A Perspective from the Bottom-Up; Corruption as a Form of Totalitarianism
Edison Lika, an activist from the organization “Social Justice”, elaborates on the highly sensitive problem of the fight against corruption from the perspective of students. He recalls the protests of the year 2018: “Students had no idea where they had to report corruption, so they moved into student vigilantism [self-judgment] with petitions and boycotts, he recalls. Lika shows a flagrant case: professors forced students to buy their books by keeping nominal lists (an open blackmail for the exam). Students complained to the dean, who confronted the parties and the professor was dismissed. This case proves that pressure works, but unfortunately, everything depends on the individual courage of the student and not on a protective system of the university, claims activist Lika. “Corruption in Albania is so rooted, that it resembles a new form of totalitarianism”, he adds.
What Can We Learn from the Region?
Countries of the region show us that solutions to fight corruption in university lecture halls exist. The University of Korça, after the protests, built channels for anonymous reporting, an ethics commission with five members, and installed “Clean Score”, an American system that corrects exams digitally to avoid abuses by professors. In Kosovo, with the help of the Council of Europe, universities have drafted ethical standards and digital tools like chatbots to help students report. Montenegro is emphasizing preventative trainings. These are not simply articles on a paper, but living structures that are applied every day.

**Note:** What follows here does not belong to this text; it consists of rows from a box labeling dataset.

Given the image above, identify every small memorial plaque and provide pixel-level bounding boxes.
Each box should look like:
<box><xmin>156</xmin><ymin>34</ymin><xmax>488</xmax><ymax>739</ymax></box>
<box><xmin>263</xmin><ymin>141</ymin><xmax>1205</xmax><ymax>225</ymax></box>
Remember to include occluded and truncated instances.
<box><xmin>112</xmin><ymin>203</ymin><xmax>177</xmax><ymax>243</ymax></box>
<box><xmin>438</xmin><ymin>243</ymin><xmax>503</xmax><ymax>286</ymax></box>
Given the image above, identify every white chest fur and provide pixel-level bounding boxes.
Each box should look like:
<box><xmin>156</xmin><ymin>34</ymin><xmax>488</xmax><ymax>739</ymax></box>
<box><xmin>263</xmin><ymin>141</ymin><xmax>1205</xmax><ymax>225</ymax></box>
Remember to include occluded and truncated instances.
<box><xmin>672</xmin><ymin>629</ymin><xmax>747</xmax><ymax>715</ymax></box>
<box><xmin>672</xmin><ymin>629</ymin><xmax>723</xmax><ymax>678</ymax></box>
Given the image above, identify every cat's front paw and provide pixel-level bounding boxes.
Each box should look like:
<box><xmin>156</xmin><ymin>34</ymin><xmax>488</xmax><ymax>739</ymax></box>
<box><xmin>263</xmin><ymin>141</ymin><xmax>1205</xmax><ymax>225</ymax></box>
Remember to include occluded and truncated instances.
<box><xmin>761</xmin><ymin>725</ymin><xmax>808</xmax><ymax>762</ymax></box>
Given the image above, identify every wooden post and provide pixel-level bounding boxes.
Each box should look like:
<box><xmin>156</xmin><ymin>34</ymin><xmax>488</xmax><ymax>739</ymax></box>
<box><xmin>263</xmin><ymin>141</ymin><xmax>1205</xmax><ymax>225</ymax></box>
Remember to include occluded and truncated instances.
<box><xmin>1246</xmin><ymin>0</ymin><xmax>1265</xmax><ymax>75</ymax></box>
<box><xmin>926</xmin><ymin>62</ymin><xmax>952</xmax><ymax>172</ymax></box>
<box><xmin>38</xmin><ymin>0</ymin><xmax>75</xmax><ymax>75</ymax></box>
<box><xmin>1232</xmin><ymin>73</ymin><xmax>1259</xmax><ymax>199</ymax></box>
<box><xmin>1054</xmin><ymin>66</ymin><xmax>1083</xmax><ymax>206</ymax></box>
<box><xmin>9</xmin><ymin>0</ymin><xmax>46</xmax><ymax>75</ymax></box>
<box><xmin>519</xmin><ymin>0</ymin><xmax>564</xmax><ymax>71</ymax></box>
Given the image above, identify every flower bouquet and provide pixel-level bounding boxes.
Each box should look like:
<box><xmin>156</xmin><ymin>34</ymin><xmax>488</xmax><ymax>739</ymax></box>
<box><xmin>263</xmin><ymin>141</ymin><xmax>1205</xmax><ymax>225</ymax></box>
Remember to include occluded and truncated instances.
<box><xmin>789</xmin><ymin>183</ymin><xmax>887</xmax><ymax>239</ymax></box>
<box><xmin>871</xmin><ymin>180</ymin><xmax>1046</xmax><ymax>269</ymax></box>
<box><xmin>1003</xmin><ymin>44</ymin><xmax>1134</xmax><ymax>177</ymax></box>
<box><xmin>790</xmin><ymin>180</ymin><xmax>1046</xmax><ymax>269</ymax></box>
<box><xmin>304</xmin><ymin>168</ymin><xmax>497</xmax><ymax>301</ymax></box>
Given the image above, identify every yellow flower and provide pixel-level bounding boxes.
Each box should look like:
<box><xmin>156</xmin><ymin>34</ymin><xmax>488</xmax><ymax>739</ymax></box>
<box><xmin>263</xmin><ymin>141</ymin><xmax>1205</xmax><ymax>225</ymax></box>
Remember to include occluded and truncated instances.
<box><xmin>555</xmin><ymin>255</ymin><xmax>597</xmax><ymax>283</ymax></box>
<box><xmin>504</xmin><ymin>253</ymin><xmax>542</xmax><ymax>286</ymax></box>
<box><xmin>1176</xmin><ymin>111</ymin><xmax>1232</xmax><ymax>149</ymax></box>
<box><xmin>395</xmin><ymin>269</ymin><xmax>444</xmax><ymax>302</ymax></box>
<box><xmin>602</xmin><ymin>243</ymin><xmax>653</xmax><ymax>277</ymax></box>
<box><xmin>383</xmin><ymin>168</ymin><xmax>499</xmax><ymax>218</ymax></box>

Albanian public universities are living between two worlds. On one hand, SPAK is showing that it does not hesitate to strike, from million-dollar tenders in Tirana to the selling of grades in Elbasan. But on the other hand, within the walls of universities, students are unprotected. Mechanisms are missing and their fate is left in the hands of a culture that teaches them to remain silent. Unfortunately, the files that end up in court are only the tip of the iceberg. To heal this wound, universities must build true reporting channels, appoint specific staff for integrity, and introduce technology in the evaluation of students. Until then, the price of a grade will continue to be bargained in silence, through corridors and cafes, far from the eye of the law.
Graciano Malaj
Note on the author: Graciano Malaj is a journalism student who is pursuing postgraduate studies in Tirana.